Exploring the role of DEPDC5 mutations in childhood brain abnormalities
Associate Professor Leanne Dibbens
University of South Australia
We will determine if mutations in the DEPDC5 gene are responsible for some defects in child brain development. We recently discovered DEPDC5 mutations cause familial focal epilepsy (inherited). Some patients with earlier age of seizure onset (1-7yrs) have visible brain malformations and intellectual disability and/or autism spectrum disorder. Because DEPDC5 negatively regulates cell growth and metabolism these brain lesions may be due to abnormal growth and metabolism of brain cells. If we can establish this is the case, drugs exist that could treat these children and may prevent some symptoms.

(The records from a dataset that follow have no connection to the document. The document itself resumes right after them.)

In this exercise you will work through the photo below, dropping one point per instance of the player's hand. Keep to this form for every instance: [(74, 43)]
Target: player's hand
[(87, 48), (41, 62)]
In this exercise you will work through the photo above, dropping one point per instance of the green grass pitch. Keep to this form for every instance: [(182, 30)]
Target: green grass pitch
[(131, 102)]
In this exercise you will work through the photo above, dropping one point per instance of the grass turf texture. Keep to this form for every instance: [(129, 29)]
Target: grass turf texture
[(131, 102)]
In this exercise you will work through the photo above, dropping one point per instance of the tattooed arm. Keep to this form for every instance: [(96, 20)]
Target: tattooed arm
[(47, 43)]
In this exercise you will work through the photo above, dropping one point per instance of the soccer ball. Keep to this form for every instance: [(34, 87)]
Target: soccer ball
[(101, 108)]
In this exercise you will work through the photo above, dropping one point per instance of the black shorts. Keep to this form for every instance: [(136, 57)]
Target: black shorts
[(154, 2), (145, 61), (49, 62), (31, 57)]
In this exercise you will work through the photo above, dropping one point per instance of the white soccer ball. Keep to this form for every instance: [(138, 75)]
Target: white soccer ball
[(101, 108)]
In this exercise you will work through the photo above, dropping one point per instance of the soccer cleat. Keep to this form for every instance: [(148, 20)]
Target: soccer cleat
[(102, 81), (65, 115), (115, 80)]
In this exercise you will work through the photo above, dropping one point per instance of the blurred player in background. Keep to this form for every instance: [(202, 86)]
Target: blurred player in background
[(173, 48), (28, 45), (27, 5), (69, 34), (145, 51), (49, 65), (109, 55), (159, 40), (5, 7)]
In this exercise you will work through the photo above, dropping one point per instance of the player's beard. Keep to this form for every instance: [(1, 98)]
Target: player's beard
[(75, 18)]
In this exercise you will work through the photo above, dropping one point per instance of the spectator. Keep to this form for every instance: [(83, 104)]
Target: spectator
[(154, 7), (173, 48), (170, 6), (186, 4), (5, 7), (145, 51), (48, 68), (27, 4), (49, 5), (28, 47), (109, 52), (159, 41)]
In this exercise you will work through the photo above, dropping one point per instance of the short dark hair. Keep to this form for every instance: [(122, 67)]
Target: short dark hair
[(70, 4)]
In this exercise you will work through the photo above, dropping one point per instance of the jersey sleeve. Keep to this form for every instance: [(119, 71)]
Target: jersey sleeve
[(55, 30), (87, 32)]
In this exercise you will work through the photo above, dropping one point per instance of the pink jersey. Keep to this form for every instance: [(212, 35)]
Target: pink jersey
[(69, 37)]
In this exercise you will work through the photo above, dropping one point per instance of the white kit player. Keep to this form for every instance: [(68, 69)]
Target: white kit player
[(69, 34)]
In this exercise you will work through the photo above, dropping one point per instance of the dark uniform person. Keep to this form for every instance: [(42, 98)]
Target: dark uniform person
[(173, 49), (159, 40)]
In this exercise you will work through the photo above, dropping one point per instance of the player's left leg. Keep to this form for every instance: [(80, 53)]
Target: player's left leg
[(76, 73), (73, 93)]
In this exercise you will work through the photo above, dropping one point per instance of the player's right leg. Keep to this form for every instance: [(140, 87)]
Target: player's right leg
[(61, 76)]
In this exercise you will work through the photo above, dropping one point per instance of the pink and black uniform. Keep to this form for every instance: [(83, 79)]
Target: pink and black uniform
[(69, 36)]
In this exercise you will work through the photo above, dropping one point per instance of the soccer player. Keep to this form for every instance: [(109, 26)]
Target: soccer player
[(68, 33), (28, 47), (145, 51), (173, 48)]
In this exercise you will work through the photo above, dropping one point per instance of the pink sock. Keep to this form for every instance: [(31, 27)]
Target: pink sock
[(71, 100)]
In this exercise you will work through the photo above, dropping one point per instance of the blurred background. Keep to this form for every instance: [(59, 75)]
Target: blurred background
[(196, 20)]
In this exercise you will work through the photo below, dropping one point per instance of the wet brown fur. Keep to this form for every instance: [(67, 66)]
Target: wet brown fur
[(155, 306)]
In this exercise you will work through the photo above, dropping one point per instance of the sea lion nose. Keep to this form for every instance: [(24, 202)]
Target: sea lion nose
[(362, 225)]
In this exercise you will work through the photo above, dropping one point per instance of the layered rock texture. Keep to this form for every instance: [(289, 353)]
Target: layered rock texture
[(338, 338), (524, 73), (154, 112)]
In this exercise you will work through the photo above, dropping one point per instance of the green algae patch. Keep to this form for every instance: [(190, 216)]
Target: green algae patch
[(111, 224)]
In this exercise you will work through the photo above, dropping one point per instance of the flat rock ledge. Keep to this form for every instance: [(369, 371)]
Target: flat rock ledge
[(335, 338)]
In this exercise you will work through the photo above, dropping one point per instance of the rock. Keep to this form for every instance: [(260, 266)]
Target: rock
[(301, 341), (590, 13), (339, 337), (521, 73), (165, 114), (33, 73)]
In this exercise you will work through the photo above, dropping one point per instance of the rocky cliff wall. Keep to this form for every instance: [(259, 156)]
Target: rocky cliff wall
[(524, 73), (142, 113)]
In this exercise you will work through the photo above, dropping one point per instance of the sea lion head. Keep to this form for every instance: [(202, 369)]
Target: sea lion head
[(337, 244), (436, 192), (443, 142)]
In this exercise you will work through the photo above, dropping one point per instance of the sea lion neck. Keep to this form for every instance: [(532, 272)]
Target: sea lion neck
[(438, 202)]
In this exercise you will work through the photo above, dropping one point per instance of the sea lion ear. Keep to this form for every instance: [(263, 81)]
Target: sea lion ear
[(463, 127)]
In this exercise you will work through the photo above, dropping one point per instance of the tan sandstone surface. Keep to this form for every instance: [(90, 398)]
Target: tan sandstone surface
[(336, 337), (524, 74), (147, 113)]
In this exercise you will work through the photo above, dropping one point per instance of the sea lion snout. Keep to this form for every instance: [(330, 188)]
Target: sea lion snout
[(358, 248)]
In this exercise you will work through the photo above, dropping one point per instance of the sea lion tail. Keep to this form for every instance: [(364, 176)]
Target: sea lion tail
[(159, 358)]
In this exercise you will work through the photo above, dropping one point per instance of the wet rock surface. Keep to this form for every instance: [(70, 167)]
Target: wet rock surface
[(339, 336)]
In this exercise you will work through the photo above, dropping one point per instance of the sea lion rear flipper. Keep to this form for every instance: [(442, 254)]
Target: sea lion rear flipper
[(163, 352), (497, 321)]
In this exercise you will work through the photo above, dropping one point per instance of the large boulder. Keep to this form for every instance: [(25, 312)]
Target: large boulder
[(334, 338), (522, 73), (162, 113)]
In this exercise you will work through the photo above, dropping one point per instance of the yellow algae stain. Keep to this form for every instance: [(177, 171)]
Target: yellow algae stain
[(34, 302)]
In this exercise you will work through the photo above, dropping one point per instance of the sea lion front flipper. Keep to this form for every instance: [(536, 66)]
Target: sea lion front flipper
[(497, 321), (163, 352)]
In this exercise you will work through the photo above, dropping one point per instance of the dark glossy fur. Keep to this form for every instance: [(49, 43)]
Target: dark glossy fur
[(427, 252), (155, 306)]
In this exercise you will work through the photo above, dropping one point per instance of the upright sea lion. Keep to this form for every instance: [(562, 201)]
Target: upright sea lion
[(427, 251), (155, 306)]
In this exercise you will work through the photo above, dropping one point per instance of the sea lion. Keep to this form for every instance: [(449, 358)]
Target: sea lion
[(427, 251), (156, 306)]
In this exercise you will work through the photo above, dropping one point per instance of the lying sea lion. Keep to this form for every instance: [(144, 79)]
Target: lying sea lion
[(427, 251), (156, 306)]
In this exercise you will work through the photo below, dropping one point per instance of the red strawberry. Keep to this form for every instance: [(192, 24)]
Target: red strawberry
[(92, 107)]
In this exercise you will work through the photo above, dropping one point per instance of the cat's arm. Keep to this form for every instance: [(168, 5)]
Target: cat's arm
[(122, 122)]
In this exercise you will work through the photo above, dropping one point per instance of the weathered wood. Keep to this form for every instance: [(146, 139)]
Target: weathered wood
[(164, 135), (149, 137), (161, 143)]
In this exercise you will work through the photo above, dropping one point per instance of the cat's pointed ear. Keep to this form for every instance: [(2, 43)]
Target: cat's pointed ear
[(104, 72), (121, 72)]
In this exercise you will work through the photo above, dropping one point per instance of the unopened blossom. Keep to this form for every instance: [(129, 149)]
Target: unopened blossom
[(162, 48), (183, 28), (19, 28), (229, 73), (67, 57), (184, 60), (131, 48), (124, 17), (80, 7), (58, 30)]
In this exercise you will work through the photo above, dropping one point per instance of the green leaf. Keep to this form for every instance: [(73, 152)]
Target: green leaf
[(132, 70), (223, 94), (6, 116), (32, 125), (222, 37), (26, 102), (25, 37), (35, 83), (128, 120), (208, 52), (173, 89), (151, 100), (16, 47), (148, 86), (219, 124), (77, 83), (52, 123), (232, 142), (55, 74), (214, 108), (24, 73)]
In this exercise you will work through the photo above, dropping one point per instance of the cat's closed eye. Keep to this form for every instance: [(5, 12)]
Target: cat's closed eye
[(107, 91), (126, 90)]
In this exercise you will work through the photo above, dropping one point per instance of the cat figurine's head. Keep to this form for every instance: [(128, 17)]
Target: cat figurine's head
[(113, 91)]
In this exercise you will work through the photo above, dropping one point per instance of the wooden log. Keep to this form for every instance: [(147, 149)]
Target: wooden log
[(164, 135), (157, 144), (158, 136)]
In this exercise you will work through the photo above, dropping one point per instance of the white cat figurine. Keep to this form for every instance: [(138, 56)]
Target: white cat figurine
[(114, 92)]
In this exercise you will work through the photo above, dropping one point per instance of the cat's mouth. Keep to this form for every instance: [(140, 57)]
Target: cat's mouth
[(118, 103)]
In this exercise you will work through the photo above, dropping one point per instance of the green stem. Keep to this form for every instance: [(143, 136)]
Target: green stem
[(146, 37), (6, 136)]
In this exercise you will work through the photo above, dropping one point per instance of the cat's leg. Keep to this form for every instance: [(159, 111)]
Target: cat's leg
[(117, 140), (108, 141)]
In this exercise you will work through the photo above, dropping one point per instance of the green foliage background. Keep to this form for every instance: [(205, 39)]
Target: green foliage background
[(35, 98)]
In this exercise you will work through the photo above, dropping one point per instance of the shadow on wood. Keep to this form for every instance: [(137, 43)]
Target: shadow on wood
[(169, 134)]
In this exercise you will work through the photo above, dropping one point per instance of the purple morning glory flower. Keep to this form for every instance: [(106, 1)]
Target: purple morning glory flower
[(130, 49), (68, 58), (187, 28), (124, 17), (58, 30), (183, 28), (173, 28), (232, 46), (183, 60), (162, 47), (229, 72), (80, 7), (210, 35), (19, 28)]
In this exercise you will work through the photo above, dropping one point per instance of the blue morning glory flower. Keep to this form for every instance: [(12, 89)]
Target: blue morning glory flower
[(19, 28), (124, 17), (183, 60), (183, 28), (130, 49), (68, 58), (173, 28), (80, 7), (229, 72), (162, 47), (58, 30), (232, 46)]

Epilepsy is a common, serious neurologica l disorder affecting more than 5 million people worldwide. Most cases of epilepsy begin in childhood and most begin in the first year of life. It can be very difficult to treat epilepsy associated with a brain malformation in children. Some children have surgery to remove the brain malformation to try to stop their seizures. Recently we discovered that mutations in DEPDCS can cause brain-malformation associated epilepsy. In this project we collected brain samples from epilepsy surgeries and made DNA from the samples. We developed a new test for detecting DEPDCS mutations and tested 60 surgical samples. We identified 3 mutations in DEPDCS. These findings are important as they show that mutations in DEPDCS may account for around 5% children with focal epilepsy associated with a brain malformation. These findings will provide a new diagnostic test for children with severe epilepsies and will help to guide clinical treatment by highlighting the importance of brain imaging in children with epilepsy, which may lead to surgical treatment for more children.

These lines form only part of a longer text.